This article was originally published on aifoss.dev
TL;DR: Three services, one Docker Compose file, zero data leaving your machine. This guide connects Ollama for inference, Open WebUI for the chat frontend, and PostgreSQL with pgvector for document embeddings. The trade-off vs. the simpler two-container setup: more initial config, but persistent RAG data, multi-process safety, and one database to back up.
What you'll have running after this guide:
- Ollama 0.30.x serving LLMs locally (Qwen2.5, Llama 3.3, Mistral, or any model in the library)
- Open WebUI 0.9.6 with knowledge bases backed by pgvector — all retrieval stays on-device
- PostgreSQL 17 + pgvector 0.8.2 storing embeddings persistently, safe for multi-worker Open WebUI deployments
Honest take: If your documents are sensitive enough that they can't touch OpenAI or Anthropic's APIs, this stack is the right call. If you just want local chat with no document search, the basic two-container setup is simpler — stop reading here and follow the Ollama + Open WebUI Linux setup guide instead.
All three tools are open source and free to self-host: Ollama and Open WebUI are MIT licensed; pgvector is PostgreSQL-licensed (BSD-equivalent). No usage limits, no call-home telemetry, no per-query fees.
Why swap the default vector database?
Open WebUI ships with ChromaDB as its vector store. It works for a single user on a single machine. The problem shows up when:
- You run Open WebUI with multiple uvicorn workers — ChromaDB's PersistentClient uses SQLite under the hood, which isn't fork-safe. Workers inherit the same database connection and corrupt each other's state under concurrent writes.
- You restart the container and lose RAG context because the Chroma data volume wasn't correctly mounted.
- You want a single backup to cover everything — chat history, user accounts, and document embeddings — instead of backing up Chroma separately.
Switching to pgvector fixes all three. The extension runs inside the same PostgreSQL instance Open WebUI already needs for its application database. One service, one backup, no extra containers.

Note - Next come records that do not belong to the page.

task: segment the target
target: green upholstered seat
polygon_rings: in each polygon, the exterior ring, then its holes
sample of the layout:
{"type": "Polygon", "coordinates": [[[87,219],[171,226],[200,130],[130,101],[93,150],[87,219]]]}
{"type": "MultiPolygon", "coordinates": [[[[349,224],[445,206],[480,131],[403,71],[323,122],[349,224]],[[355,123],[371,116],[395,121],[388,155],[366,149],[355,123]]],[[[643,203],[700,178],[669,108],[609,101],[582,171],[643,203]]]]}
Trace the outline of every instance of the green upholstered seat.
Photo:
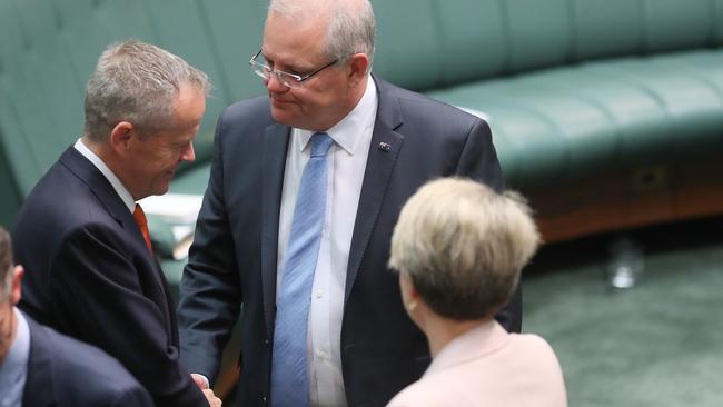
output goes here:
{"type": "MultiPolygon", "coordinates": [[[[523,191],[722,149],[723,0],[373,3],[374,71],[484,115],[507,182],[523,191]]],[[[221,109],[264,93],[247,62],[260,47],[266,7],[0,0],[0,221],[12,221],[81,135],[85,82],[102,49],[126,38],[157,43],[209,73],[215,89],[197,161],[171,186],[201,195],[221,109]]],[[[150,222],[157,249],[170,257],[179,225],[150,222]]]]}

For a deeper look at how pgvector compares to Qdrant and ChromaDB at scale, see the vector database comparison.
Hardware floor
| Setup | RAM | GPU | What runs |
|---|---|---|---|
| Minimum (CPU only) | 16 GB | None | 7B Q4_K_M at 4–8 tok/s; RAG adds 3–5s retrieval |
| Comfortable | 16 GB | RTX 3060 12GB | 7B at 28–35 tok/s; 13B at 15–22 tok/s |
| Recommended | 32 GB | RTX 4070 12GB | 14B at 40–50 tok/s; 32B Q4 at 18–25 tok/s |
| Heavy RAG / 70B | 64 GB | RTX 4090 24GB | 70B Q4_K_M at 20–30 tok/s with fast embedding |
The embedding model (nomic-embed-text, 274MB) runs alongside your inference model. On an 8GB VRAM card, both compete for VRAM and you'll see the inference model partially offloaded to CPU. 12GB+ keeps both fully on-GPU.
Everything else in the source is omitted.